Fraternity as Fundamental Duty

Article 51A of the Constitution:

  • It was added by the 42nd Amendment in 1976.
  • It further amended by 86th Amendment in 2010.

Article 51A(e):

  • It referred to the duty of every citizen ‘to promote harmony and the spirit of common brotherhood amongst all the people of India’.

Sir Ernest Barker:

  • Fraternity is used to denote both emotion and principle.
    • But it is generally used to denote emotion rather than principle.
  • The emotion of loyalty to the state and the emotion of nationalism for national society are, or should be, controlled emotions.

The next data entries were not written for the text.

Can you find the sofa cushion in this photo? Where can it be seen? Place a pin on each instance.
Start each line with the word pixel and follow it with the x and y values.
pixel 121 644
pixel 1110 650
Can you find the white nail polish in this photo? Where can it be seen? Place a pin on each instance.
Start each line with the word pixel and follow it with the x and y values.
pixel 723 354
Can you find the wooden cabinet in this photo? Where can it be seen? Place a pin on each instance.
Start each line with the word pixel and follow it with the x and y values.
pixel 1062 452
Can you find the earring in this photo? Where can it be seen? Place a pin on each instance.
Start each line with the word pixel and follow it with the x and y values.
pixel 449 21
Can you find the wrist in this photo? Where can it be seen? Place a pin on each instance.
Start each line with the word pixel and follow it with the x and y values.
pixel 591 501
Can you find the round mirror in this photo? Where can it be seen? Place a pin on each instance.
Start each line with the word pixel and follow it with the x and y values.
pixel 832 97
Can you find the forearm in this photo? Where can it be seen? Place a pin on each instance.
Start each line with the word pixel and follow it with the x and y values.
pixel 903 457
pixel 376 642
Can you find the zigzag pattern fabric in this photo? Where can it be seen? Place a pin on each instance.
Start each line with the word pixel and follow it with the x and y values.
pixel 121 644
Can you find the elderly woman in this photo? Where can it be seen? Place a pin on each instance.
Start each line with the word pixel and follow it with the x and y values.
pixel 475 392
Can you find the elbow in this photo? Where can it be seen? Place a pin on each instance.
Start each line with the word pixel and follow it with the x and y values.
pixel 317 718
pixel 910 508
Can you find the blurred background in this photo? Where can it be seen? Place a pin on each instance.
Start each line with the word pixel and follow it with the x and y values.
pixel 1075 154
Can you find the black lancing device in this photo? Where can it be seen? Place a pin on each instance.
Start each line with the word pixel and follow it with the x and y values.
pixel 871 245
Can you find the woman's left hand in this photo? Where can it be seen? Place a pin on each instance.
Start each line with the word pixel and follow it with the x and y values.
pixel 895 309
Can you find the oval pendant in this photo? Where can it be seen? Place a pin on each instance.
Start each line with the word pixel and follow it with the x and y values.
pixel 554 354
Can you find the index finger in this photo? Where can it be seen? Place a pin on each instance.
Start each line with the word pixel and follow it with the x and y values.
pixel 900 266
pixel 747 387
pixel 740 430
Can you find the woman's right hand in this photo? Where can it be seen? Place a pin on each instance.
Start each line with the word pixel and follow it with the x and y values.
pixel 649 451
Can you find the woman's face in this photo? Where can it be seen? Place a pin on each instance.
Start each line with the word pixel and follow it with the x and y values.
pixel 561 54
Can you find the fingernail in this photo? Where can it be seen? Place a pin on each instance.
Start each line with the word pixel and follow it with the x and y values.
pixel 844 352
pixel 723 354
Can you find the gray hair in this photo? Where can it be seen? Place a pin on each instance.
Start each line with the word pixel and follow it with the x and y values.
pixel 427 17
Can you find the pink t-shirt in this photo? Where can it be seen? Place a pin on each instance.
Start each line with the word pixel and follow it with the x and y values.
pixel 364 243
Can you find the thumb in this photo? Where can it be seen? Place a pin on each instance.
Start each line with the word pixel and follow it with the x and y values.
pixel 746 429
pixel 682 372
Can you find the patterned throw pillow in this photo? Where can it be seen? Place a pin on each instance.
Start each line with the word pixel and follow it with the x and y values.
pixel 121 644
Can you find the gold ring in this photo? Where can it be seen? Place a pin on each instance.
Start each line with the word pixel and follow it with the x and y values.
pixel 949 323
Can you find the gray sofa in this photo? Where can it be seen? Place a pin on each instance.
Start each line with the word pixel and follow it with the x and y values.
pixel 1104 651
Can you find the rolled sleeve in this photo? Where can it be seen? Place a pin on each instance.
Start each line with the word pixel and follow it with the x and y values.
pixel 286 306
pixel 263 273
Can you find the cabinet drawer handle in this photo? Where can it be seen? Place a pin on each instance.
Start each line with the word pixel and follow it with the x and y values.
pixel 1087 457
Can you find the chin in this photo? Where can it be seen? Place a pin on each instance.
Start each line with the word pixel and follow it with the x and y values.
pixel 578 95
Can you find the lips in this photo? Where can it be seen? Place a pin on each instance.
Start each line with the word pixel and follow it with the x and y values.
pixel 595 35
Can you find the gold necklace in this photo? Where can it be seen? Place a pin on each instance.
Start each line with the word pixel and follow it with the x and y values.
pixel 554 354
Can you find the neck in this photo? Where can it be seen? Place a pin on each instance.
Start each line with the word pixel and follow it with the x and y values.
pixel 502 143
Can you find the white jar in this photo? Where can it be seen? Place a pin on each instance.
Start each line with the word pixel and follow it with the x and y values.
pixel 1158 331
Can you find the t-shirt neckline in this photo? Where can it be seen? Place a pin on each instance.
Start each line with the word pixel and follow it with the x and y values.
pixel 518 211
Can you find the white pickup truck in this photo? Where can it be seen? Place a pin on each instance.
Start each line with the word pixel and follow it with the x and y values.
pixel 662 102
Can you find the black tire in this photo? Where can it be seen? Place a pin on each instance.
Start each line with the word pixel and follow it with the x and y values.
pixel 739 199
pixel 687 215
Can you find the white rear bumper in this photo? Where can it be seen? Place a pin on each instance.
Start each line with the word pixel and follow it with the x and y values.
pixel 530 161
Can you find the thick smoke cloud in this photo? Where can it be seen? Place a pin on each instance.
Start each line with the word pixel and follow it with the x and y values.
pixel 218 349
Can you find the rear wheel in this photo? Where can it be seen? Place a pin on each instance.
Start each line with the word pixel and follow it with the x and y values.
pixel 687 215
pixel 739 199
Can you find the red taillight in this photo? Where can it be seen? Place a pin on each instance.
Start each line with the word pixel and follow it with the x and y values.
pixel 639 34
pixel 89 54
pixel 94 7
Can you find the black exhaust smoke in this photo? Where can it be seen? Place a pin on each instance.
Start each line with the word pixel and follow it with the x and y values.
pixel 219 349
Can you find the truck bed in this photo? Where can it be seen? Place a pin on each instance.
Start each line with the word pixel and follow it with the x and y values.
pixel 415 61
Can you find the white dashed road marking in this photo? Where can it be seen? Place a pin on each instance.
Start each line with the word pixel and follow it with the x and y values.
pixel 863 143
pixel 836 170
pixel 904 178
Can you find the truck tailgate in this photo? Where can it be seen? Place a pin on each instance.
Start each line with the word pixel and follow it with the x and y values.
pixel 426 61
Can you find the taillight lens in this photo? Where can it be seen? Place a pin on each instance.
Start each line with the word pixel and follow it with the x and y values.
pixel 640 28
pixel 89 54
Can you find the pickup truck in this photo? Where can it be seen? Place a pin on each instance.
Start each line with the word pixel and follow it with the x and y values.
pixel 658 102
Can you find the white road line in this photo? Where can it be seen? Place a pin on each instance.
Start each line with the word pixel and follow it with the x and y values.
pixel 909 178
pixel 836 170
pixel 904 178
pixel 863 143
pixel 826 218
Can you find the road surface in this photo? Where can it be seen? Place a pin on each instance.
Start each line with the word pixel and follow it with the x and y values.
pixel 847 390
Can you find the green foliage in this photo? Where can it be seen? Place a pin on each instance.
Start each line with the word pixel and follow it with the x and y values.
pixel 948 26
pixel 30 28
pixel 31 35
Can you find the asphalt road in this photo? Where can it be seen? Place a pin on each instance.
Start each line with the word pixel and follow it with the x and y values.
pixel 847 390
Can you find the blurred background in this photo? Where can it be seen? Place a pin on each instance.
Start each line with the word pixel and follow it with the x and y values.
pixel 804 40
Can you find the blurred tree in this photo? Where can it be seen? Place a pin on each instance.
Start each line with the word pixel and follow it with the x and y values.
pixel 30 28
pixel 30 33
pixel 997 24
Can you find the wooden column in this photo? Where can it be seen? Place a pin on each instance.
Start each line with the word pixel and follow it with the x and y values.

Conditions and Challenges for Successful Democracy

Conditions Precedent for the Successful Working of Democracy:

  • Democracy is prone to change form and purpose and its purpose in our times ‘is not so much to put a curb on an autocratic king as to bring about welfare of the people’.
  • It is a method of government by the discussion that brings about revolutionary changes in the economic and social life of people without bloodshed.
  • There must not be glaring inequalities in society, there must also be an opposition, equality in law as well as equal protection of law, and administration and observance of constitutional morality.
  • There must be no tyranny of the majority over the minority.
  • functioning moral order in society and a public conscience are essential.

Challenges to Democracy:

  • Inequalities continue to persist and so do those emanate from the caste system.
  • Democratic opposition has progressively declined in substance.
  • Equality in law does not necessarily mean equal protection of the law.
  • Little regard is paid to constitutional morality.
  • Each of Gandhiji’s Seven Social Sins seem to hold good in the functioning of the polity.

Looking ahead:

  • India’s existential reality is one of immense diversity.
  • There is also an unfortunate legacy of violence at birth that persists and takes different forms.
  • This necessitates the functioning in practice of these principles in all their diversity and in individual and collective terms.
  • Without imputing infallibility, a sense of fraternity as an essential virtue is thus unavoidable.
  • This cannot be merely in formal terms and has to be imbibed individually and collectively.

There is a need to excavate the moral values embedded in the Constitution. It needs to be at both individual and collective levels. A failure to do so would expose to the threat of fragmentation of democracy.